If decentralised identity forms the skeleton of decentralised social networks, then assets and information form the flesh. The value and behavioural patterns of decentralised social extend far beyond text exchanges within closed applications. Increasingly, the movement of assets and the flow of information are becoming new languages for expressing opinions, signalling identity, and forming communities, vastly expanding the boundaries of what “social” means. To ignore this shift is to miss the defining feature of the paradigm.
4.1 NFTs: From Speculative Tokens to Social Capital
On the asset layer, non-fungible tokens (NFTs) have evolved into de facto identity markers, community access passes, and symbols of cultural taste. Although total NFT trading volume declined to $5.5 billion in 2025, the number of global holders still exceeded 7.2 million, far surpassing the “hardcore” user base of native Web3 social platforms. This indicates that millions of users are already expressing identity and belonging through ownership, participating in communities by holding collections such as Pudgy Penguins, Moonbirds, and CryptoPunks. In this context, the role of NFTs is shifting, from speculative instruments to vehicles of social expression. Their function as social capital has not diminished. If anything, it has become more deeply entrenched.

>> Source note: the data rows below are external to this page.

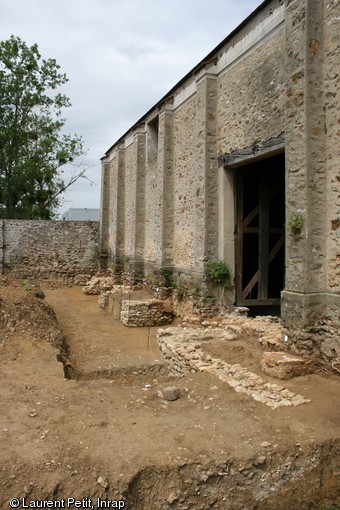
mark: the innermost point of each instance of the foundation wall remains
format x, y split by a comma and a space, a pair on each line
49, 249
269, 88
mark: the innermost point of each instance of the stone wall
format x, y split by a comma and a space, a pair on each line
49, 249
171, 204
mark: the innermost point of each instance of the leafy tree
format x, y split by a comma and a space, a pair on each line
33, 149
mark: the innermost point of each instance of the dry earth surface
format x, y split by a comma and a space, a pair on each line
103, 432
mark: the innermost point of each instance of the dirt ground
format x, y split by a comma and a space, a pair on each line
103, 432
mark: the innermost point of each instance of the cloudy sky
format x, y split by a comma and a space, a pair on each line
121, 57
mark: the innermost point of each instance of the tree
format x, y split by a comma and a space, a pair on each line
33, 149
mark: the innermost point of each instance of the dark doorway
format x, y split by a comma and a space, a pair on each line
260, 218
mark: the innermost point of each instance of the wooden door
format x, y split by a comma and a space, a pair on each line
260, 216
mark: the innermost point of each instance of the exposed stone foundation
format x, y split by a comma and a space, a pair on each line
182, 349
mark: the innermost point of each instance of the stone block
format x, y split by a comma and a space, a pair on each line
284, 365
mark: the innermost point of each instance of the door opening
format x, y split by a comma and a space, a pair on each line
260, 233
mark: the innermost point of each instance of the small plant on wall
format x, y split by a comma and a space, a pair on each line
217, 271
295, 223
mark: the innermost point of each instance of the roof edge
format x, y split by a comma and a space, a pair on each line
208, 57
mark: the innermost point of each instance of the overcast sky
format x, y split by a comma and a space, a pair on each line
121, 57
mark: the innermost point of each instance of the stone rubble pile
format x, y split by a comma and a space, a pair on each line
285, 365
181, 348
148, 312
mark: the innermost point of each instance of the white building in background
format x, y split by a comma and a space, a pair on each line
84, 214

At the same time, the NFT market is evolving in response to this social demand. For example, OpenSea leveraged strong community stickiness to exceed $1.4 billion in annual trading volume by the end of 2025, capturing over 67% market share and outperforming trading-focused competitors like Blur. Meanwhile, the integration of real-world assets (RWA) with NFTs also emerged as a clear growth vector in 2025. Collectible ecosystems, such as Pokémon cards, were brought onchain through platforms like Collector Crypt and Courtyard, collectively generating over $1 billion in annual trading volume. This hybrid model demonstrates how NFTs are becoming cultural bridges between the physical and digital worlds.
The evolution of NFTs as social capital continues. On 16 March 2026, the POAP team announced a transition into “maintenance mode,” marking a new phase in its trajectory. Once synonymous with “social capital provenance,” POAP is now shifting toward an “Open Collectibles” standard, a permissionless system designed to support any form of community commemoration. The signal is clear: Decentralised social is moving beyond superficial “digital badges” toward deeper forms of open, onchain consensus around assets. As POAP itself noted, years of experimentation have shown that collectibles should not merely exist as icons on a webpage. They should function as on-chain representations of real social relationships.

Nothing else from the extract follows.